Sigamos. No he dicho aún, aunque tampoco es difícil de adivinar, que soy de los que uso timbre cuando tengo ocasión, ni tampoco que al regreso me encontré con una paloma oscura encima de un cable de luz admirando mi desmesura y una docena de conejos que contemplaban asombrados ese pedaleo lento (parsimonioso) que se queja cada vez que cambio de marcha (he de engrasar la cadena, aunque igual no porque, ya lo cantaba Atahualpa Yupangui, “porque no engraso los ejes me llaman abandonao…” y ese lamento me hace compañía).
Tenía que volver al coche como fuera. La noche era más noche todavía. Me guiaba por algunas farolas ocasionales (agradezco al Ayuntamiento su auxilio a descarriados menesterosos como yo), vi sin ver la inquietud de una mujer sola esperando en una marquesina la tardanza del autobús… Otro repecho. Más cambios. Ahora intentaba recordar lo que contaba Benito Muñoz cuando volvía de cubrir el Tour para el periódico sobre las hazañas que había visto de Indurain. Y me decía: “a ver si me llega a través de la noche de los tiempos un empujón, un ‘venga chaval que lo peor ya ha pasado”.

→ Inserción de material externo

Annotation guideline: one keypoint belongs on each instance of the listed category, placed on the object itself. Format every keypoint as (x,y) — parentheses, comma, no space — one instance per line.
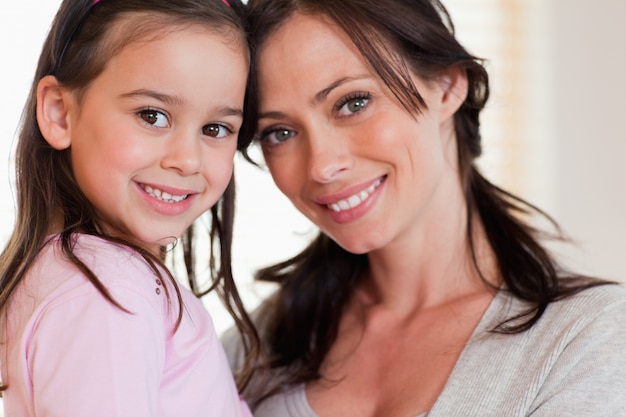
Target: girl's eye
(154,118)
(352,104)
(215,130)
(276,136)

Y entre bromas y veras llegué (para qué contar más detalles) al coche, cumplí con las rutinas de rigor y ya con la bici a buen recaudo (tan exhausta como yo) me senté en una terraza, pedí una pinta y encendí un cigarro. Si Bahamontes esperaba en la cima a sus perseguidores deleitándose con un helado por qué no podía disfrutar de un Marlboro cuando el esfuerzo (por qué hay que comparar siempre) había sido semejante. “Luego pongo El larguero”, me dije, “a ver qué han hecho los colegas”. Y, según me comentó el camarero, me quedé dormido. Seguro que soñando que entraba con un maillot amarillo por los Campos Elíseos.